McAfee's URL Shortener Can Be Used to Help Attacks

In an example of how a PR idea can turn against the company it was meant to promote, McAfee’s allegedly secure URL shortening service can be used by phishers to bypass URL filters and enhance attacks.

The security giant launched its own URL shortener, called mcaf.ee, back in September, based on an idea from its French PR team, who figured the company has an advantage over the many similar services already out there, namely security.

It’s well known that URL shorteners are commonly abused to spread malicious URLs on social networks, instant messengers, or email, and McAfee does indeed have a good insight into such attacks.

It has the means and technology to scan websites for malicious behavior, so in theory it should be able to offer a pretty secure URL shortening service.

But nothing is perfect and McAfee's PR team failed consider what happens when the company's scanners get it wrong. However, some researchers from M86 Security did and made their findings public.

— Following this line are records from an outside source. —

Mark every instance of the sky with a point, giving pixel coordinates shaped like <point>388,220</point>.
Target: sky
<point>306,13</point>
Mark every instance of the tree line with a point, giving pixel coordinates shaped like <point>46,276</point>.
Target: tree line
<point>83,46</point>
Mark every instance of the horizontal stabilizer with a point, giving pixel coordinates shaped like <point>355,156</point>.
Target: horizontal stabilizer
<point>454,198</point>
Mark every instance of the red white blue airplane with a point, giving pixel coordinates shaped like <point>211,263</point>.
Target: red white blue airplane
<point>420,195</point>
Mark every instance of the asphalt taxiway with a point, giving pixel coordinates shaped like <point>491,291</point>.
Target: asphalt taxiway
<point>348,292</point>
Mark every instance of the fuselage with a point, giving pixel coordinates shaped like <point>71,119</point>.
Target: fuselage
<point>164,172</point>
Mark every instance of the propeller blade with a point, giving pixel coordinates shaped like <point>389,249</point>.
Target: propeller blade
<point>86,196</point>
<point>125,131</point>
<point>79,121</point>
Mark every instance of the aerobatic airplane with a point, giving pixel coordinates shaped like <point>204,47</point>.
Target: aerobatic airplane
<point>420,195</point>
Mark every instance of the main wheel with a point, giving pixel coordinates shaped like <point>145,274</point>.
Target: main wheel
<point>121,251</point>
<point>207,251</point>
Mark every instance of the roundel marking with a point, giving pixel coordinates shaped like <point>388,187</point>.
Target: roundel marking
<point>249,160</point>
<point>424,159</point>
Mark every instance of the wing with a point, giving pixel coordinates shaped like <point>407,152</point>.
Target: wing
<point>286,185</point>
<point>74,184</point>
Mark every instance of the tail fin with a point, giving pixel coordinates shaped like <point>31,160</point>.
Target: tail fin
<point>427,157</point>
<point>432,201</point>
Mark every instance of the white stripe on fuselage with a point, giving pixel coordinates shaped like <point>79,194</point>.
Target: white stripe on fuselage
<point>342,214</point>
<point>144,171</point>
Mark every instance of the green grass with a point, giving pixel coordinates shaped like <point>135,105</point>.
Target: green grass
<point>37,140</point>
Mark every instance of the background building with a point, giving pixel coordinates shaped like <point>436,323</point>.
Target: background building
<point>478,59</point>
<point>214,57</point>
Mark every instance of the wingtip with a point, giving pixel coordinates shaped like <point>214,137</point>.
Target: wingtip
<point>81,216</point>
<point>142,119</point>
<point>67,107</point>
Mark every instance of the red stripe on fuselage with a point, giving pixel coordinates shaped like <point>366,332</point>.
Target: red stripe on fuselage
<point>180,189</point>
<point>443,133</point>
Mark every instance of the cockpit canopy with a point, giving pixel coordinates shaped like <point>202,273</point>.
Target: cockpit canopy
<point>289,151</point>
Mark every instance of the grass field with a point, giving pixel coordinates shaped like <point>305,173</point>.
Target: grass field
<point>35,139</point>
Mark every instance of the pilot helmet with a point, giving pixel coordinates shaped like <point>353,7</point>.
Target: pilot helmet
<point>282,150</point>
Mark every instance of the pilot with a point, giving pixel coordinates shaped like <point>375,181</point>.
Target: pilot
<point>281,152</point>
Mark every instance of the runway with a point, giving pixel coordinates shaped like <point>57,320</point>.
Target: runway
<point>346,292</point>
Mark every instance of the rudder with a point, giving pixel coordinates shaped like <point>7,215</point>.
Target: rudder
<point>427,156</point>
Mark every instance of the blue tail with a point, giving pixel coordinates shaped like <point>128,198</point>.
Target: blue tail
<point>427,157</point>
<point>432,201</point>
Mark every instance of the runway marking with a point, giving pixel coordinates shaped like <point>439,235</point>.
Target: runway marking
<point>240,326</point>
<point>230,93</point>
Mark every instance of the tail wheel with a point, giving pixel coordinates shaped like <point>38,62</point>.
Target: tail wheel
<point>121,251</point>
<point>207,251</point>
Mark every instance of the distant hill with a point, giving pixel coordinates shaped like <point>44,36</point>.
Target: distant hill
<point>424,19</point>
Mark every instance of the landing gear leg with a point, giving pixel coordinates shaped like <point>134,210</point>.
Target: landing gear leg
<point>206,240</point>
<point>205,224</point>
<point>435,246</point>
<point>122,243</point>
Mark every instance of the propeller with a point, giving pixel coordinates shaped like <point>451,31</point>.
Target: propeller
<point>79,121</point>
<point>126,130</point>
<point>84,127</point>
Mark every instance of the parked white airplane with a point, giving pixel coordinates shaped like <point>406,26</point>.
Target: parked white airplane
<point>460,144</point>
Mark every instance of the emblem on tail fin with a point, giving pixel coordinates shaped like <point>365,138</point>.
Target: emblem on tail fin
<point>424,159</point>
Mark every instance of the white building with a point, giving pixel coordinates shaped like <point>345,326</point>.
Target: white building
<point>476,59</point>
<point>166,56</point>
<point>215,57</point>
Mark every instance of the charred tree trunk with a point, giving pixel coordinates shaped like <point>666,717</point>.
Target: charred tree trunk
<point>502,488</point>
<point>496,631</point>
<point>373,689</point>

To exemplify, they used a phishing URL that was being blocked by Facebook for abuse. When users click on links to external sites on Facebook, they are taken to them through a redirect script.

This allows the social networking site to block access to bad URLs and post warnings like: “The link you are trying to visit has been reported as abusive by Facebook users.”

So what happens when the same phishing URL, shortened with mcaf.ee, gets clicked on Facebook? The site's URL filtering is bypassed and users are allowed to visit the destination.

And that’s not all. Unlike other URL shortners, McAf.ee opens the destination page inside a frame in a StumbleUpon-like style. The implication of this is that users don’t see the site's URL where they expect it to be, in the browser’s address bar.

The destination URL is mentioned on the McAfee-themed header applied over the page, but it is eclipsed by a big green checkmark button and its associated message reading “This Site is Safe.”

McAf.ee is still a beta product, so hopefully until it goes final, if it ever does, the company can rethink parts of this implementation which can give users a false sense of security.